3度目の正直の今回、登山口の標識がやはり発見できなかったので、思い切ってそれらしい山道に入る。
道の両側には苔むした石が積み重ねられていて、城の遺構かそれとも雨季の水路なのか判然としない。
所々に赤いテープの目印があるので迷う恐れはないと思っていた。
しかし急斜面になるにつれて道は竪堀風に変わり進退が困難になる。道に迷ったことを知る。
引き返すのも困難な場所に入り込んでしまった。
上方を見上げると尾根筋が削平されて城郭を思わせる部分がある。
とにかく尾根まで到達しなければと、
一段低い平地を目指して立ち木にしがみつきながら細い獣道を登る。
何度も足を滑らせてようやく尾根に到達してみたら、そこはやはり郭だった。
さらに上段には石積みで固められた本郭があって、鞍骨城址の説明板が立てられていた。
3度目にしてやっと鞍骨城攻略に成功したのだ。
これまでの山城歩きは尾根の先端部分から三の郭、二の郭、本郭と順番に登り詰めてきていたが、
今回は尾根の側面からのハードな直登、到達した瞬間に降参したくなる攻城ではあった。
おそらく実際の戦でも尾根の側面からの攻撃は相当の困難を極めたことだろう。
山城攻略には10倍の兵力が必要だと言われるのも納得がいく。
本郭からは妻女山、唐崎城跡、鷲尾城跡、
竹山城跡、そして海津城のある松代の町を間にして
尼厳山城跡、寺尾城址、金井山城址が展望できる。
鞍骨城址攻略でこれら海津城を取り巻く山城をほぼ踏査したことになる。
これらの山城巡りの実地経験から考えるに、武田軍の「きつつき戦法」はありえないとの印象を得た。

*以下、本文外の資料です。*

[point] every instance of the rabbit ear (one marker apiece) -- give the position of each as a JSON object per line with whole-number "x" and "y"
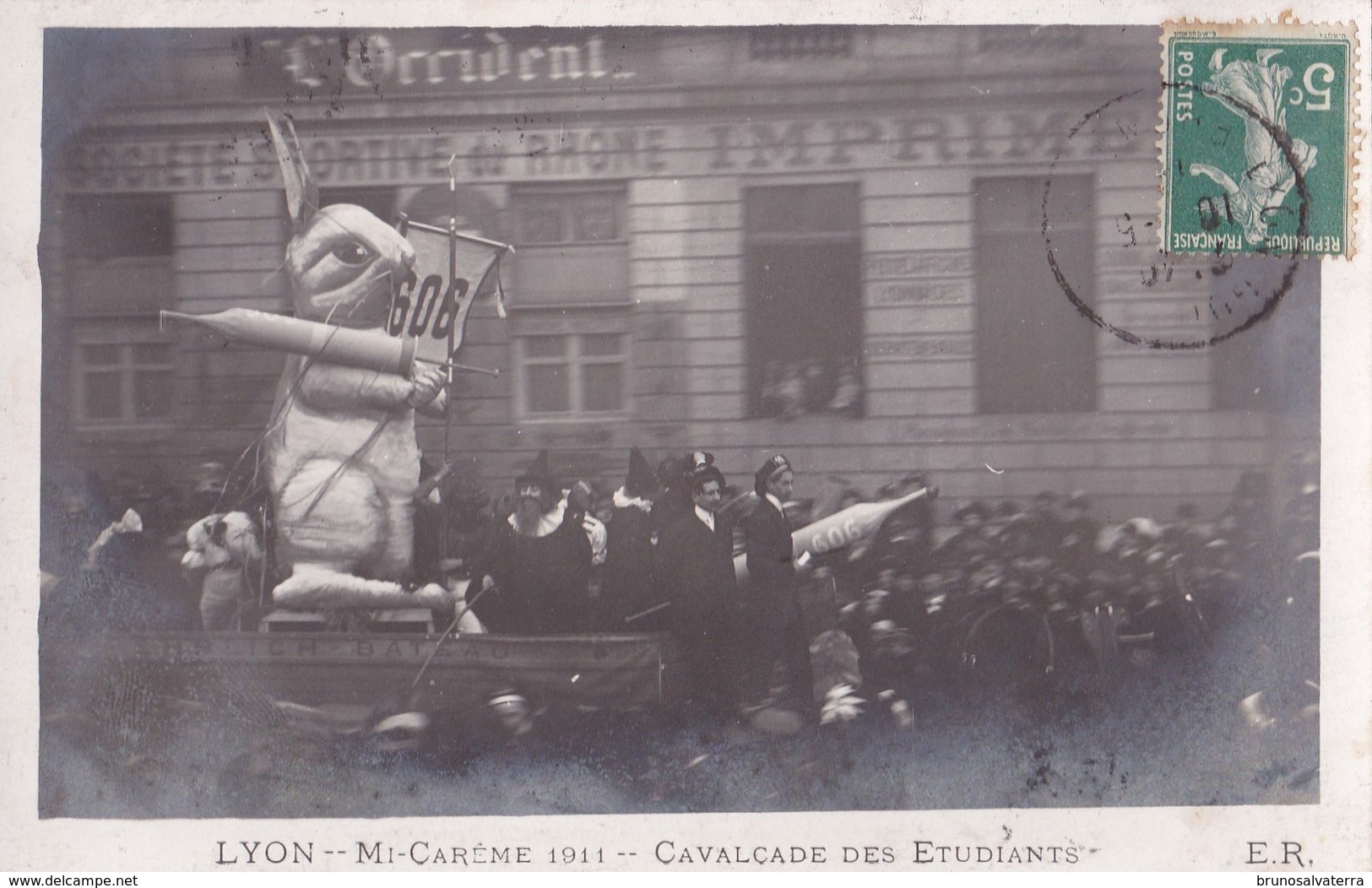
{"x": 302, "y": 195}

仮に清野から妻女山につながる林道が戦国の世に開通していたとしても、それは不可能だったように思える。
本郭の周囲に咲くアブラチャンの小さな黄色い花が芳香を放っていた。
<蛇足>
帰途は尾根筋に築かれた段郭を幹に巻かれた黄色いテープを探しながら順に下る。
送電線の鉄塔まで下ると二条の深い堀切があってそのまま竪掘となって尾根の左右に切り込まれている。
鉄塔の手前の小道を右折して降下開始、40分ほどで林道に達した。
肝心の登山口の標識は林道から縦堀とおぼしき道を20mほども入った地点にひっそりと立っていた。
林道を3〜4往復したのに見つけられなかった訳だ。
入山地点からは200mほども離れていた。
北信の山城巡りをするなら案内標識は皆無と考え、万全の装備で臨んだ方が無難だ。